The Shelby County Board of Commissioners unanimously voted to send Pearson back to the House in a decisive rebuke of the Tennessee GOP's extraordinary move to expel him, along with another Democratic colleague, last week.
Pearson delivered a powerful speech right after the reinstatement vote, rallying his supporters and sending a message to the lawmakers who voted to expel him.
"What we have shown here in Shelby County, what we have shown here in Memphis, Tennessee, with my fiancé, my brothers, my family, my parents, my family here, is that we do not speak alone," Pearson said. "We speak together. We fight together.
"And so the message for all the people in Nashville who decided to expel us: You can't expel hope. You can't expel justice. You can't expel our voice. And you sure can't expel our fight," he said to cheers.
"We look forward to continuing to fight, continuing to advocate, until justice rolls down like water and righteousness like an ever-flowing stream," Pearson continued. "Let's get back to work."
The 28-year-old lawmaker was sworn in on Thursday morning outside the state Capitol.
Pearson, who represents the Memphis area, and another Democrat, Justin Jones, who represents Nashville, were expelled from the House on Thursday for protesting gun violence after three 9-year-olds and three adults were killed in yet another mass shooting in Tennessee. Rep. Gloria Johnson, a Democrat who also participated in the protest, survived expulsion by a single vote. Pearson and Jones are young Black men serving their first term in the House; Johnson is a white woman in her fourth term.
Republicans had accused them of a grave breach of decorum in the House by protesting peacefully, and House Speaker Cameron Sexton went so far as to liken their actions to the violent Jan. 6 insurrection, even though there was no violence, no property damage, and no arrests.
Jones was reinstated to his seat by the Metropolitan Council of Nashville and Davidson County on Monday. Surrounded by a swarm of supporters, Jones then marched back to the Statehouse and was sworn into office on the steps of the Capitol.
Pearson's and Jones's appointments this week are on an interim basis, and they will have to run for their seats again in a special election to carry out the term. Both men have said they will do so.
Their expulsions — which effectively disenfranchised approximately 140,000 constituents, mostly Black and brown, in the two districts that elected them — were widely criticized by Tennesseans and lawmakers.
On Wednesday, five Demoratic US senators urged the Department of Justice to investigate whether the Tennessee state legislature violated any constitutional or civil rights laws when it expelled Jones and Pearson. Sens. Raphael Warnock, Chuck Schumer, Chris Murphy, Alex Padilla, and Brian Schatz wrote their expulsions "overturn and subvert the will" of voters in Nashville and Memphis.

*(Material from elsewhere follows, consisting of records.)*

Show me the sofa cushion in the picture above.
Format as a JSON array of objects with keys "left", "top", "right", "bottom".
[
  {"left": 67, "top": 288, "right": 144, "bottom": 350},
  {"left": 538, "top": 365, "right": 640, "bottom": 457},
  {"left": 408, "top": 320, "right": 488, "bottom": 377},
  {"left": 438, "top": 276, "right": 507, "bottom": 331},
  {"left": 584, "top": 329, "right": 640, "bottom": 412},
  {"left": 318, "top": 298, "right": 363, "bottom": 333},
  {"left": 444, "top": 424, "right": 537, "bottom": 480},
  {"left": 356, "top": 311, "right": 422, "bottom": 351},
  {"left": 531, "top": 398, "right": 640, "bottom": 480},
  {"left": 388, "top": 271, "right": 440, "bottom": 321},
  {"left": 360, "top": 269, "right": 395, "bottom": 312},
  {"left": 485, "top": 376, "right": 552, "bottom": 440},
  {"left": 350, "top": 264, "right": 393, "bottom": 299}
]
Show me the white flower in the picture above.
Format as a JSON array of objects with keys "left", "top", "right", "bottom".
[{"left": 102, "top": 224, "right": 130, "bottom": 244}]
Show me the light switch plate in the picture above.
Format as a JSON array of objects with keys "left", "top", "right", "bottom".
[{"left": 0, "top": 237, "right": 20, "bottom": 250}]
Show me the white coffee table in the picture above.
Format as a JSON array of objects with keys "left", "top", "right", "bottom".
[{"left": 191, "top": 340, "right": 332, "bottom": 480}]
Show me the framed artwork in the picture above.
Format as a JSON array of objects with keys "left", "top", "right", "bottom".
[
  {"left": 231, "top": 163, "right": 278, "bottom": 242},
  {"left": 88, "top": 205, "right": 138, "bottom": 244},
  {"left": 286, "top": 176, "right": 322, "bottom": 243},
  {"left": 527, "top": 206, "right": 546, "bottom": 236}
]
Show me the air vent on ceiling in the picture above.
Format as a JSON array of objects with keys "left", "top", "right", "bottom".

"People of all goodwill in Tennessee and across America and are deeply disturbed by these counter-democratic expulsions because they overturn and subvert the will of Tennessee voters in Nashville and Memphis," they wrote. "Many in the Tennessee legislature appear to have convinced themselves that The People’s House is their house, and they have effectively evicted the districts’ voters out of their own house. This is un-democratic, un-American, and unacceptable, and the US Department of Justice should investigate whether it was also unlawful or unconstitutional."